Without standards, you get fragmentation. Fragmentation is a kind of friction. It isolates organizations, and parts of organizations, from each other. It forces people to negotiate unnecessary boundaries. It makes it less easy for people to work together. It stifles innovation. And it erodes quality.
Fragmentation also makes organizations – and entire industries – vulnerable to competition from more coherent rivals. Your competitors don't have to waste time and money on the institutionalized workarounds that compensate for fragmentation. Also, they are connected by default in their constituent elements, their partnerships, and their market access. Fragmented organizations can't even sense the opportunities they are missing – without the cognitive architecture that standards bring, they don't even know their worldview is incomplete.

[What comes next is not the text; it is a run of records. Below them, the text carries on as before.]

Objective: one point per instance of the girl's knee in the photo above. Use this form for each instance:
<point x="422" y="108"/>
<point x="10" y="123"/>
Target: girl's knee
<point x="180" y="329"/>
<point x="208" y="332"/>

The value of standards is potentially infinite, so it's debatable whether you should measure it. Measures of standards are important today because we still need to wake people to what they're missing. They need a ballpark for standards value, and that ballpark proves to be billions of dollars.
I believe we're now moving in to a phase where it's more relevant to measure the cost of fragmentation. Decision makers must attack fragmentation, rather than defending standards. We need people to make business cases for the fragmented status quo if they want to keep things that way.
It may actually be easier to measure the cost of fragmentation than the value of standards. Fragmentation is part of the as-is situation. There's lots of data points you can capture. What time does it take to progress this case from open to close? How many instances of rework are there for each type of case? How many local protocols are there for handling common data? How many spreadsheets get passed around?